Harris Neck is located along the coast in the northeast corner of McIntosh County, Georgia. It was once home to a prosperous and self-reliant community of 75 African American families. It has been described as a stunningly beautiful 2,687 acres of meadows, freshwater ponds and marsh. From the end of the Civil War until 1942, the community lived harmoniously with each other and their natural environment.
According to an article written by Scott Reid in Change.org, “The people lived off the land, creeks, rivers and ocean, and they took their crops, wild game and seafood to market in Savannah and Darien in small sailboats. They lived with nature, not apart from it, in a manner that would decades later come to be known as environmentally friendly and sustainable. They relied on the outside world for very little and preserved much of their African ways – a culture that came to be known as Gullah or Gullah-Geechie. A hard working and resourceful people, they had their own seafood processing plants, schoolhouse, general store and firehouse.”
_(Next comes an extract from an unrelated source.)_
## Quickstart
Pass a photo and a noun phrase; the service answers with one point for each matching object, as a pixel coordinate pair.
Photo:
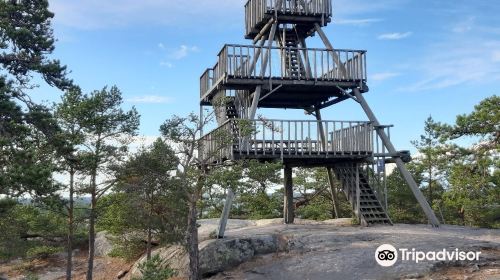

In July 1942, the federal government condemned the 2,687 acres for the stated purpose of building an Army airfield. The people were given three weeks to vacate.
In 1961, the federal government reclaimed all 2,687 acres and conveyed title to the Department of Interior which created a National Wildlife Refuge, operated by US Fish & Wildlife.
In 1979, former members of the Harris Neck community and their descendants converge on Harris Neck in an attempt to reclaim their land. While legislation has been introduced in Congress to return Harris Neck, nothing yet has happened.
In an editorial written by Tom Barton in the Savannah Morning News on April 18, 2009 it was said, “Uncle Sam, using his power of eminent domain, acquired the 2,824 acres of lush woodlands and farmland at Harris Neck to build an airstrip for the U.S. Army. It gave the people who lived there only weeks to get out. Homes burned.”
The military said it needed this facility to train pilots and to improve surveillance along the Georgia coast, where German U-boats were taking their toll on American shipping in the early years of World War II. But a combination of homegrown corruption and Washington ineptitude conspired to cheat hard-working families out of land and money. Here’s what new research has found: Instead of getting a fair price for their land, black families got 40 percent less than white families who sold similar properties.
Certainly, it is time to correct this injustice.